Anderson tried to hit fullback Mike Tolbert in the right flat, but the pass when off his hands — and right to Morgan, who made his first career interception.
It led to Steven Hauschka’s 23-yard field goal 97 seconds into the game.
“I took advantage of the opportunity,” Morgan said. “(The deflection) came down. I saw it. You’ve got to get those.”
OFFENSE GOES OFF
For the third time in four weeks, the Seahawks set a season-high yardage mark for total offense —534 yards.
And for the first time since the team’s 43-8 Super Bowl 48 win over Denver, Seattle scored 40 or more points — against one of the better defenses in the NFL in the Panthers.
“With our offense, when we’re clicking and things are going … you have no doubt we can do things like that,” said Seattle receiver Jermaine Kearse, the Lakes High School graduate. “It showed tonight.”
It was a little bit of a different homecoming this time around for Carolina running back Jonathan Stewart, the former Timberline High School and University of Oregon standout.
Stewart rushed for 50 yards on 11 carries Sunday, but lost a fumble early in the second quarter. His longest run was 29 yards in the fourth quarter.
In last season’s 27-23 Panthers’ win at CenturyLink Field, Stewart rushed for 78 yards and two touchdowns.
“Beast Mode” was back in the building Sunday night. Retired Seahawks running back Marshawn Lynch was on the Seattle sideline — and got hearty applause when he was shown on the Jumbotron at the end of the third quarter. Lynch, clad in a bright-orange parka, was sitting on the defensive bench, socializing with Cliff Avril and Michael Bennett. …
Speaking of Bennett, the defensive end who returned to the starting lineup after missing five games (arthroscopic knee surgery) was stunned to discover why Newton missed the first play. It was a team dress-code violation for not wearing a tie to the stadium. “What? Are you serious,” Bennett said. “Wow!” Asked if that type of punishment could happen in Seattle, Bennett deadpanned, “(Donald) Trump is President, so I believe anything is possible.” …
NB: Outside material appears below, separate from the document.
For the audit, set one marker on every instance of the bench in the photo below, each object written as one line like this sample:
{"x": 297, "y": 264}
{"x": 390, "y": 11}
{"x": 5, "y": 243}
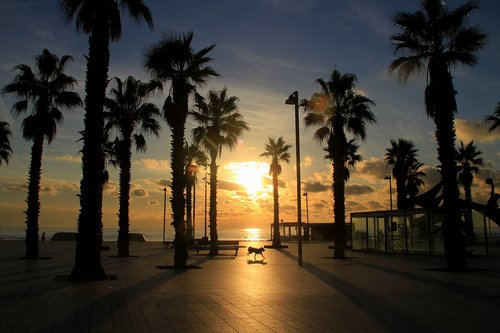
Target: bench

Jimmy Graham caught his 58th career touchdown in the fourth quarter on a 1-yard pass from Russell Wilson. He trails Jerry Smith (60) by two scores for sixth all-time by tight ends. … Rookie tight end Nick Vannett had his career-long reception — a 21-yarder late in the first half. He finished with two catches. …
The big surprise before the game was Garry Gilliam, the starter at right tackle for the first 11 games of the season, being a healthy scratch. Brad Sowell started at that position. …
Wide receiver Paul Richardson (hamstring), who saw 16 snaps last weekend at Tampa Bay, was inactive Sunday. Richardson ran the wrong route that led to a Russell Wilson interception in the 14-5 loss. …
Also, rookie Alex Collins, who by default was backup to Rawls against the Buccaneers, was inactive as well. … Other Seahawks’ inactives included running back C.J. Prosise (shoulder), linebacker Brock Coyle (foot), tight end Luke Willson (knee) and defensive tackle John Jenkins.
Former Seahawks receiver Ricardo Lockette (2011, 2013-15), a key special teams member and part of the Super Bowl-winning squad, was selected to raise the 12th Man flag before the game. He let his daughter, Zion, raise the flag. …
A moment of silence was given before the national anthem in honor of Tacoma police officer Jake Gutierrez, who was killed Wednesday.